Opinion
KA 04-01530.
June 9, 2006.
Appeal from a judgment of the Niagara County Court (Sara S. Sperrazza, J.), rendered May 7, 2004. The judgment convicted defendant, upon a jury verdict, of assault in the second degree and unlawful imprisonment in the second degree.
It is hereby ordered that the judgment so appealed from be and the same hereby is unanimously affirmed.
MICHAEL J. VIOLANTE, PUBLIC DEFENDER, LOCKPORT (MARY-JEAN BOWMAN OF COUNSEL), FOR DEFENDANT-APPELLANT.
MATTHEW J. MURPHY, III, DISTRICT ATTORNEY, LOCKPORT (THOMAS H. BRANDT OF COUNSEL), FOR PLAINTIFF-RESPONDENT.
Present: Hurlbutt, J.P., Gorski, Martoche, Smith and Hayes, JJ.
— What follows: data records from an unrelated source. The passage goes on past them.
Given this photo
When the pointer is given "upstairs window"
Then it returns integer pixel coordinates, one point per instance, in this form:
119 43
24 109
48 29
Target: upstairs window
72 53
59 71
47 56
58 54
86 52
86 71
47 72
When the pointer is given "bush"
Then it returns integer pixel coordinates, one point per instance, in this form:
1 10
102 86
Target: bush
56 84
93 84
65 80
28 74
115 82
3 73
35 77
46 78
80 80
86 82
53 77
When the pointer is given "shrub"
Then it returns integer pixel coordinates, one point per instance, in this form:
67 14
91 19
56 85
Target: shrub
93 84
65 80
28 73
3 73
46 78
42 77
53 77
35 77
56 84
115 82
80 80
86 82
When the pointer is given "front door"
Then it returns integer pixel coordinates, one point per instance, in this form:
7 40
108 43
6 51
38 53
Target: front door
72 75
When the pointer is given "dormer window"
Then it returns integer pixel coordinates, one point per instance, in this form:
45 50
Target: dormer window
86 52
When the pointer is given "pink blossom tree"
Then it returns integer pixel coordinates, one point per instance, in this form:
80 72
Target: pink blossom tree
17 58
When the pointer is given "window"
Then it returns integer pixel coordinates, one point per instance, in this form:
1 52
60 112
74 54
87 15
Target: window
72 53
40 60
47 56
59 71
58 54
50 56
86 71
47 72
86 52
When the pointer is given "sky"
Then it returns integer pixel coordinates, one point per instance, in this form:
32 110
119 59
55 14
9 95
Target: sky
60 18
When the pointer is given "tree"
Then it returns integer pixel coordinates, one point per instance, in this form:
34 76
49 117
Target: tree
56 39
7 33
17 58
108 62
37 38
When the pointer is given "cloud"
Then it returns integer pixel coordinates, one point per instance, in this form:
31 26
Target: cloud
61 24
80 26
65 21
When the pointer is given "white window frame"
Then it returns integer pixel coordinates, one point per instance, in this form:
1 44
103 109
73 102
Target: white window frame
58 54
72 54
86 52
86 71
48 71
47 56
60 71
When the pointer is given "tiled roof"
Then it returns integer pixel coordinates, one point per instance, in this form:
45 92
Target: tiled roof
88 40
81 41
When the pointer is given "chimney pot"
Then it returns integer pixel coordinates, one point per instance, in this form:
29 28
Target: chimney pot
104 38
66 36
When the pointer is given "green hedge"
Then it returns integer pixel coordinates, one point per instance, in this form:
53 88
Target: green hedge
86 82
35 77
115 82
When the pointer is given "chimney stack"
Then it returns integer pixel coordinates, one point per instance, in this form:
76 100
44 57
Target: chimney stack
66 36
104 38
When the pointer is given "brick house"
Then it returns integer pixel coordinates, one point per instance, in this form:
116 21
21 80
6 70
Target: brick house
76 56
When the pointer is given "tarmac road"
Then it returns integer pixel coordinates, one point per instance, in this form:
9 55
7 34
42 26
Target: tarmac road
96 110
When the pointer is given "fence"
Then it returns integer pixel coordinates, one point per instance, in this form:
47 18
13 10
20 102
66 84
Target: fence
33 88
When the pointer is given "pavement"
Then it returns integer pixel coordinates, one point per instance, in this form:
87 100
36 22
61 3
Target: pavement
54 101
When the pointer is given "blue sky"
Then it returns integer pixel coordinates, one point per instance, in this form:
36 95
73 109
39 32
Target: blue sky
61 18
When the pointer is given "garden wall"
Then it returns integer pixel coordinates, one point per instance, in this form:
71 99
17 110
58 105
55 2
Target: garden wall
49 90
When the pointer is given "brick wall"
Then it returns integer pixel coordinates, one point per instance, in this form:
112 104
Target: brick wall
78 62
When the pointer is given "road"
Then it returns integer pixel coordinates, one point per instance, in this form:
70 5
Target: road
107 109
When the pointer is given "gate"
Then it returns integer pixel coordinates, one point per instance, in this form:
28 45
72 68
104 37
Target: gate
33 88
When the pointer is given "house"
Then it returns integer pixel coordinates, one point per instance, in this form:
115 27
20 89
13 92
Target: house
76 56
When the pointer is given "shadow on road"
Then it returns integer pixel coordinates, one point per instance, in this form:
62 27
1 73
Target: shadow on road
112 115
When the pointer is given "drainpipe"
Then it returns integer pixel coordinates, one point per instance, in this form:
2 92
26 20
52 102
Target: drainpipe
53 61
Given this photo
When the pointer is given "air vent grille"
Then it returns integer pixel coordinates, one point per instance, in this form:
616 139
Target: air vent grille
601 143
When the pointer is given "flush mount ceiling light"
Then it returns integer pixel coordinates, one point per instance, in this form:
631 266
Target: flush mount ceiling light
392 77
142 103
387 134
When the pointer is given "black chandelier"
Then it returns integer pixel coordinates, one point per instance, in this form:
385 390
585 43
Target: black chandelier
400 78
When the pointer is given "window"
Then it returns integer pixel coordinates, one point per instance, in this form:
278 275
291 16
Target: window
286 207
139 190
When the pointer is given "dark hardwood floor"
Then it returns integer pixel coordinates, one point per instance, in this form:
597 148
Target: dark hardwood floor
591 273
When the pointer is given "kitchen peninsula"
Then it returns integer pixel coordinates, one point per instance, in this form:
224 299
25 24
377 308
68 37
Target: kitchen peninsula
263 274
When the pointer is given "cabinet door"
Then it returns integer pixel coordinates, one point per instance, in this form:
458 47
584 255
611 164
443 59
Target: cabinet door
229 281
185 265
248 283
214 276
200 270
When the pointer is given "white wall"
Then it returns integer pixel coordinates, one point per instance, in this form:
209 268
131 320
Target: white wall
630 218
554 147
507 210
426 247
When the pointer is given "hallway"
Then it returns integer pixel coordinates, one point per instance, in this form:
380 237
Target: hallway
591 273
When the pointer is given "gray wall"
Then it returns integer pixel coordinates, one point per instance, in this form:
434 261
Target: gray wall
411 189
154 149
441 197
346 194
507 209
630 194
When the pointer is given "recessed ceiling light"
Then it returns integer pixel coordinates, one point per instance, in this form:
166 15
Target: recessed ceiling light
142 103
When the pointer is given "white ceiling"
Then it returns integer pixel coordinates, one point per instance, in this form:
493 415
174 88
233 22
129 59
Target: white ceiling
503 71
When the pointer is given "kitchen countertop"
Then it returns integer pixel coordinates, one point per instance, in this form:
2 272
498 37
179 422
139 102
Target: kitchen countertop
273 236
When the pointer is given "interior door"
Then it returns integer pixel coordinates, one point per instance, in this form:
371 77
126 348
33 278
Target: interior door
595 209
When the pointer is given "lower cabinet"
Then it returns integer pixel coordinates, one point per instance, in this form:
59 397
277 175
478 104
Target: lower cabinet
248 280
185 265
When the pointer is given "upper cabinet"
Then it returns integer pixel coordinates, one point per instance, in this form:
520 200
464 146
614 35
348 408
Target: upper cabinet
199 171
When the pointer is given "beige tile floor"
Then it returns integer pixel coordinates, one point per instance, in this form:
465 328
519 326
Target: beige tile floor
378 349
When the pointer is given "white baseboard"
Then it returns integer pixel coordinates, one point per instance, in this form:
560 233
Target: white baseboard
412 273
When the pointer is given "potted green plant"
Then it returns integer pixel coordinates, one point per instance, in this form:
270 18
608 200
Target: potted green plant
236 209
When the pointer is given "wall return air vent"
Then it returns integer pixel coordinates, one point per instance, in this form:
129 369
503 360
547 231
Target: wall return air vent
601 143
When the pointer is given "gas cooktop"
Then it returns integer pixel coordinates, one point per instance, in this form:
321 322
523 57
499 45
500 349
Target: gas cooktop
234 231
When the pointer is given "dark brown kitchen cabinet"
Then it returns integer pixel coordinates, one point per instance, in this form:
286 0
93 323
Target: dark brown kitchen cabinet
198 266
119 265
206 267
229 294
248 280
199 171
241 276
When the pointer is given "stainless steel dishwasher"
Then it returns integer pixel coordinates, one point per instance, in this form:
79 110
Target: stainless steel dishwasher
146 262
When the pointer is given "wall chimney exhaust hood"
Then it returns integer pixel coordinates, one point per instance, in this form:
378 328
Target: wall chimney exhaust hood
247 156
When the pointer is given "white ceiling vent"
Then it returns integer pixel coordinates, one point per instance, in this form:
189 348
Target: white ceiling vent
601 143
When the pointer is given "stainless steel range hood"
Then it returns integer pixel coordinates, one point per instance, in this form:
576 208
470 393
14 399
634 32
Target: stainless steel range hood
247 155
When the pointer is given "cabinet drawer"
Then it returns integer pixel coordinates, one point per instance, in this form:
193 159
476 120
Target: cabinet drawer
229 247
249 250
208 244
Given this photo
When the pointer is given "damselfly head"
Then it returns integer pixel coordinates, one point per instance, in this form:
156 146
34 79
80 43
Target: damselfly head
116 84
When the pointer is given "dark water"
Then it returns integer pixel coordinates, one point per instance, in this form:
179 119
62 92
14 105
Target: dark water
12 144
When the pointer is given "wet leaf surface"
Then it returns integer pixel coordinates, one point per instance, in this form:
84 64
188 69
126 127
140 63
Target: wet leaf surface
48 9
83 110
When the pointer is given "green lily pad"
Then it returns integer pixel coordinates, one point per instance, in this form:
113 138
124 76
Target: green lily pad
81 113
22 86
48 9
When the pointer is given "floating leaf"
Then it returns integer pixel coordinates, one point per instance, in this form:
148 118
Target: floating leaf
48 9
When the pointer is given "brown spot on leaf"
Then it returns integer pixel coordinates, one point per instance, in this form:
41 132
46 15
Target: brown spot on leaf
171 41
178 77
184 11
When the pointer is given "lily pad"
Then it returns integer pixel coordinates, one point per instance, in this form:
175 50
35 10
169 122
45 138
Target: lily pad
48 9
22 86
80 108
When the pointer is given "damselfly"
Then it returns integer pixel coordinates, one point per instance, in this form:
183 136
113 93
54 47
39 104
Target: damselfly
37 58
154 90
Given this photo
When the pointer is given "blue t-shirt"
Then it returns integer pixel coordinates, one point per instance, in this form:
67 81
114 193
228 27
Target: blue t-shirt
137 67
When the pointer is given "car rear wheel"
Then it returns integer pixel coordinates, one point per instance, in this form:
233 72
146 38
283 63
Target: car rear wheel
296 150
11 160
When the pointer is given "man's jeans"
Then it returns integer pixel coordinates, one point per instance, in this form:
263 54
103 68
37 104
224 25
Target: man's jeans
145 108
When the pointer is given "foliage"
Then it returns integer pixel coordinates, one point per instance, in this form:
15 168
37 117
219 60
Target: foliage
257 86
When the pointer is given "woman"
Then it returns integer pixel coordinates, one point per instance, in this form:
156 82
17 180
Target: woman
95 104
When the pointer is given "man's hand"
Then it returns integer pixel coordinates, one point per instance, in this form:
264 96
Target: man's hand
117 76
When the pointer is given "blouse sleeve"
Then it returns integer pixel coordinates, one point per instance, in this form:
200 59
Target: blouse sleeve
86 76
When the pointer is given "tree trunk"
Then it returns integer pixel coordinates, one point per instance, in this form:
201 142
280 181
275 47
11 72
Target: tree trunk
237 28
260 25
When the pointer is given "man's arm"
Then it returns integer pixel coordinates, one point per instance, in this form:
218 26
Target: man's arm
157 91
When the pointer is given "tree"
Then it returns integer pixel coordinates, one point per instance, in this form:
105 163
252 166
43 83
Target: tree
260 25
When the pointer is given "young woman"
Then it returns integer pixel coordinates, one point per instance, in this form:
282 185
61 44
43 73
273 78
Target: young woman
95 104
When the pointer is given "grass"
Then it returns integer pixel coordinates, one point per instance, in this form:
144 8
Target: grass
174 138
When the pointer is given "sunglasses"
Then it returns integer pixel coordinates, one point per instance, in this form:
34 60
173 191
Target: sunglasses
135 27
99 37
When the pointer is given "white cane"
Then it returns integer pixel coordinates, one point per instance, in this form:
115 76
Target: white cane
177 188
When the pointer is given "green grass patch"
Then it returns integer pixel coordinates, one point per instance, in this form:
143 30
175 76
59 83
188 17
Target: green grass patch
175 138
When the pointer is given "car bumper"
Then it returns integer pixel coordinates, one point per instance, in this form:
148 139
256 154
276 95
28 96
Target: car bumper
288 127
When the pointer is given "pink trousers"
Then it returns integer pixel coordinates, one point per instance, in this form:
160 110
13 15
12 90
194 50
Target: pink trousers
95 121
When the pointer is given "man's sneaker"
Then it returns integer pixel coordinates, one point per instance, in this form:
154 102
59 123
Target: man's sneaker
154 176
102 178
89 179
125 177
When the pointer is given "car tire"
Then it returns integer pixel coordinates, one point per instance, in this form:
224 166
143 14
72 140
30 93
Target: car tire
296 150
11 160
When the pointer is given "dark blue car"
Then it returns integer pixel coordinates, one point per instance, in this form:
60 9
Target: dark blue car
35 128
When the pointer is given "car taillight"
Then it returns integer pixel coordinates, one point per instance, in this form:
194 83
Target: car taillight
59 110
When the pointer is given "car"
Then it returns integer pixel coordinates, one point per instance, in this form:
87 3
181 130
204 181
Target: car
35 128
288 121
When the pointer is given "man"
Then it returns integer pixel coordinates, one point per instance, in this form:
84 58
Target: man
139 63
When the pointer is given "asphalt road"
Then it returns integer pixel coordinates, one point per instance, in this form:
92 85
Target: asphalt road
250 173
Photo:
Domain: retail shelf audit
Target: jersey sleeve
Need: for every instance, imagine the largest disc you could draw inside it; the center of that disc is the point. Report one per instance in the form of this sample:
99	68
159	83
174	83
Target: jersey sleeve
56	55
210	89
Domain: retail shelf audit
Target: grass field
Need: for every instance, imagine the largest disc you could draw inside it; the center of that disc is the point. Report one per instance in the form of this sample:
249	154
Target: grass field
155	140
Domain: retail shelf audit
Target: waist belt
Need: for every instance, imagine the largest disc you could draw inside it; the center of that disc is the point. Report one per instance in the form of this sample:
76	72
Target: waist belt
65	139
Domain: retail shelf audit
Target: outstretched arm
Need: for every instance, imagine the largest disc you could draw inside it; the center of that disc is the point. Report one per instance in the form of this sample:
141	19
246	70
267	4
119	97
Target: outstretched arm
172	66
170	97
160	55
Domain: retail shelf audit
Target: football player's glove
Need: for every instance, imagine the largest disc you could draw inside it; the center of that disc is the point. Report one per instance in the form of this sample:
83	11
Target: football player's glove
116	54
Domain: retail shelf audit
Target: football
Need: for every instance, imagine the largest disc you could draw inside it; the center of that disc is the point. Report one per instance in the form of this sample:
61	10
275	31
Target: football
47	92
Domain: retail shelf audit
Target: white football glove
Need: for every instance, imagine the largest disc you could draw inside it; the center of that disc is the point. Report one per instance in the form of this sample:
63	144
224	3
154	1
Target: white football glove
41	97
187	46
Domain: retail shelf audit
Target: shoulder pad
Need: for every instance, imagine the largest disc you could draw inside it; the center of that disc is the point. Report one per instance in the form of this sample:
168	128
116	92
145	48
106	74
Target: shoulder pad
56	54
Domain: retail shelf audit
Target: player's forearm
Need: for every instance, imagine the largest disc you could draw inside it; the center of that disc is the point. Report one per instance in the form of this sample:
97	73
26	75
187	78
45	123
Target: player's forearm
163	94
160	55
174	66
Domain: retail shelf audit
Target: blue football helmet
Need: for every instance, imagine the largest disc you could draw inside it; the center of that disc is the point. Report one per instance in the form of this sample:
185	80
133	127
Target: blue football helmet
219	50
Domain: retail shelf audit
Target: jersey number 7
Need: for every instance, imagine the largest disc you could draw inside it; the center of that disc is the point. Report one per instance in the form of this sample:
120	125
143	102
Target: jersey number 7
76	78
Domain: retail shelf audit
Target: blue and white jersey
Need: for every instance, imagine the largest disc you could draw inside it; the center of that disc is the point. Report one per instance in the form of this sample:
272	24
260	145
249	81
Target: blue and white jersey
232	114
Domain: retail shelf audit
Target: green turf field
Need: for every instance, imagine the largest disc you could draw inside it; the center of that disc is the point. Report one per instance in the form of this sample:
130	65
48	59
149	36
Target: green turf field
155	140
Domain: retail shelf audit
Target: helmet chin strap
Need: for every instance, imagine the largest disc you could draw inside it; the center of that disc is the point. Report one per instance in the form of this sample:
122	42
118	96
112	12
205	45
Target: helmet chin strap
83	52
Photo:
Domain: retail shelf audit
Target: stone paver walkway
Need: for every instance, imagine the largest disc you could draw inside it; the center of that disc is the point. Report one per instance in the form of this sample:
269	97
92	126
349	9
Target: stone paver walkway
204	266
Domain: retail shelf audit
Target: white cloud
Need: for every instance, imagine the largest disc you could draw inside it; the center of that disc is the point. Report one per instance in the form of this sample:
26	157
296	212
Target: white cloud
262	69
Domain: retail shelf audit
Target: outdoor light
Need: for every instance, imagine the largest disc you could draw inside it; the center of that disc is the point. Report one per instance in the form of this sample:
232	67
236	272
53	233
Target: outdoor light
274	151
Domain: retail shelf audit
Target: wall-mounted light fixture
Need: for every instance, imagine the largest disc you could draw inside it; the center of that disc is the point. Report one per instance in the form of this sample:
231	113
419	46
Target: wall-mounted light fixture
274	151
Memorandum: Defendant appeals from a judgment convicting him after a jury trial of assault in the second degree (Penal Law § 120.05) and unlawful imprisonment in the second degree (§ 135.05). Defendant failed to renew his motion to dismiss at the close of the People's case after presenting evidence and thus failed to preserve for our review his contention that the assault conviction is not supported by legally sufficient evidence ( see People v. Hines, 97 NY2d 56, 61, rearg denied 97 NY2d 678; People v. Diefenbacher, 21 AD3d 1293, 1294, lv denied 6 NY3d 775). In any event, the People presented legally sufficient evidence establishing that the banister constituted a dangerous instrument when defendant struck the victim's head against it ( see People v. Galvin, 65 NY2d 761, 762-763; People v. Ellman, 309 AD2d 535, lv denied 1 NY3d 571; People v. Melville, 298 AD2d 601, lv denied 99 NY2d 617). Defendant also failed to preserve for our review his further contention that prosecutorial misconduct on summation requires reversal ( see People v. Early, 266 AD2d 881, 882, lv denied 94 NY2d 918). His contention is without merit in any event because the alleged misconduct was not so egregious as to deprive defendant of a fair trial ( see id.). The sentence is not unduly harsh or severe.